Comunque, ecco il punto: in termini di austerità, struttura e invecchiamento, il Barolo è il re. Ma chiedi a qualsiasi produttore o appassionato quale preferiscono, nove volte su dieci vince l’accessibilità, e si buttano sul Barbaresco. Puoi persino bere l’uva nel suo stato più primitivo: basta comprare una bottiglia di Nebbiolo per un vino molto tannico, ricco, con note di ciliegia che è più leggero al palato (e al portafoglio) dei suoi parenti.

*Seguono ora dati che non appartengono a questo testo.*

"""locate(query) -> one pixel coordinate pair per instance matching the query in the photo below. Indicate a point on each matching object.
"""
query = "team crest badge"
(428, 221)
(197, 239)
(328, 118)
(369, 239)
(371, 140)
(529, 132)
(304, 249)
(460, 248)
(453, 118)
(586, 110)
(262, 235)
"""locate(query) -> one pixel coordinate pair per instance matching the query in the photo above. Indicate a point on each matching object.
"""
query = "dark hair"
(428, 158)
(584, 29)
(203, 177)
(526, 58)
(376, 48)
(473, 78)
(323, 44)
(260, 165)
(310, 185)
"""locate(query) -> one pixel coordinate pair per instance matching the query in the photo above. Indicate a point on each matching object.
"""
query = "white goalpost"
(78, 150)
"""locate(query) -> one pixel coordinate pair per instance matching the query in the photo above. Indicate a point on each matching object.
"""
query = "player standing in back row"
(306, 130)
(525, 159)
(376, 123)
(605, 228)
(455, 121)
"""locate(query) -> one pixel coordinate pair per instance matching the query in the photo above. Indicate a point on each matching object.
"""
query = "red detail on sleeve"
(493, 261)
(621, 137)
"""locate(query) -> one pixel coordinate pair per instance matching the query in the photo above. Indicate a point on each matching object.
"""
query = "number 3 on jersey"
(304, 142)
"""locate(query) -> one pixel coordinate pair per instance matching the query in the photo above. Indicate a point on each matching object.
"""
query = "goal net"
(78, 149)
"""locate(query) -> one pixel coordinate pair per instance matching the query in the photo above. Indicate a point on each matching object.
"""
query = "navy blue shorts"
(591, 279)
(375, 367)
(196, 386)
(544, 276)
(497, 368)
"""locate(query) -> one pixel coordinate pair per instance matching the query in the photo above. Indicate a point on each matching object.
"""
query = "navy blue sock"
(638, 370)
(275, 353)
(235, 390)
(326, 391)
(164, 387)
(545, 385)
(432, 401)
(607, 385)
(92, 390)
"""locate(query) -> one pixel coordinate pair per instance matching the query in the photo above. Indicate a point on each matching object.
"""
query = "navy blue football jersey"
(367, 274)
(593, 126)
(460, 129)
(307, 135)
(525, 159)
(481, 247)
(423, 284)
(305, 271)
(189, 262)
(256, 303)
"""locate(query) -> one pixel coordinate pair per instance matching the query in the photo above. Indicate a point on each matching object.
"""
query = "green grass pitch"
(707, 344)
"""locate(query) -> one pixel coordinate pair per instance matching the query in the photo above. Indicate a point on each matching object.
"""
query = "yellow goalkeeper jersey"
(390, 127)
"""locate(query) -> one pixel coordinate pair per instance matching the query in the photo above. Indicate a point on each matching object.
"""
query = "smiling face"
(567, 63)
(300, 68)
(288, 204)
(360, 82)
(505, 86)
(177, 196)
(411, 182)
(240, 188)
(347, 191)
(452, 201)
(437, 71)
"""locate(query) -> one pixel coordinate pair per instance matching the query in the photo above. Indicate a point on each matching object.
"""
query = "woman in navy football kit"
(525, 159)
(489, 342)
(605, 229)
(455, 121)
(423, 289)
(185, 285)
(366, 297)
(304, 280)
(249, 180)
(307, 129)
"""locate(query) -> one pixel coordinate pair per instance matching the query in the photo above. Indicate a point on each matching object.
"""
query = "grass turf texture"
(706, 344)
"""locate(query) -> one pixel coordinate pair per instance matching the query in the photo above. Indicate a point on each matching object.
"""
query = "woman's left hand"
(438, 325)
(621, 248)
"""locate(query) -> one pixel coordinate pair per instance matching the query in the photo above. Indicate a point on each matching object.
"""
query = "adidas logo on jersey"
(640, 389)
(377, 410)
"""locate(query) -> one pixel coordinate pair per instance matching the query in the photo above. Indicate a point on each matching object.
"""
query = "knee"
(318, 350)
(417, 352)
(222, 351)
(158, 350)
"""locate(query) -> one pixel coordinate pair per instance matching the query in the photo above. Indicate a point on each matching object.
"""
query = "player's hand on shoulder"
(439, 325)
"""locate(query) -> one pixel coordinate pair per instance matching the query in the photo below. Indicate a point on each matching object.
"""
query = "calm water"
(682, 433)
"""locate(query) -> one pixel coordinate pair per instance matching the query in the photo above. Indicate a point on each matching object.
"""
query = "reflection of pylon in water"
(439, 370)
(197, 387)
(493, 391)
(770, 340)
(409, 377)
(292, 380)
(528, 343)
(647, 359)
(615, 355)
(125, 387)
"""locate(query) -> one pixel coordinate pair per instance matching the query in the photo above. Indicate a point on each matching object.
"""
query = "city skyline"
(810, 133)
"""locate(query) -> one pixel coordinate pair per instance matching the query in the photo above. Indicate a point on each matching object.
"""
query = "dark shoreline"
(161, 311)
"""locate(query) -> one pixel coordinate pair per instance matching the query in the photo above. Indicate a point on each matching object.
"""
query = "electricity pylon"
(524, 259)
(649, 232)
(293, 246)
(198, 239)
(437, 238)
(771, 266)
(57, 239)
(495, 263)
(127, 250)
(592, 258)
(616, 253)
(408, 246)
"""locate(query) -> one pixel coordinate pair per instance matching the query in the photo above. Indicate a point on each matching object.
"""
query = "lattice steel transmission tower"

The aftermath of a meal at Felicin; Photography by Letizia Cigliutti
Dolcetto
Potrebbe significare ‘piccolo dolce’, ma non farti ingannare dal nome. I vini Dolcetto sono di solito rossi secchi con un finale amaro. Anche se oscurati dalla fama e dal prestigio dei loro vicini a base di Nebbiolo, questi vini morbidi, fruttati e poco acidi valgono comunque un assaggio. Due cose che i produttori di Dolcetto hanno dalla loro parte sono il tempo e la flessibilità; le uve Dolcetto maturano presto, possono crescere in diversi ambienti, e i loro vini sono fatti per essere bevuti giovani. Una buona scommessa è qualsiasi cosa dalla DOC Dolcetto d’Alba. Acclamati come i migliori del loro genere, questi vini vanno dal morbido allo strutturato, e vantano un naso di ciliegia, mandorla e note floreali.
Moscato Bianco
Non possiamo finire senza almeno un bianco. L’uva Moscato è letteralmente vecchia di migliaia di anni e, a differenza di alcune delle varietà menzionate prima, è stata coltivata con successo fuori dall’Italia. Questo ha reso il Moscato uno dei vini dolci più ampiamente riconosciuti sulla terra. Comunque (e probabilmente puoi indovinare dove voglio arrivare), il Moscato d’Asti del Piemonte è il top. Molto meno frizzante del suo cugino l’Asti Spumante, è dolce e aromatico con note di melone, pera matura e mandarino. Per di più, ha solo il 5% di alcol.
Un’ultima nota
È impossibile coprire una delle regioni vinicole più importanti del mondo tutta in una volta. Non siamo arrivati al piccante e frizzante Freisa; al tannico Grignolino dal sapore di fragola; o al muschiato Malvasia di Schierano. O a qualsiasi dei bianchi a base di Cortese o Arneis. Comunque, questa introduzione è sufficiente per iniziare. E ricorda, quando sei in dubbio, il sommelier è tuo amico.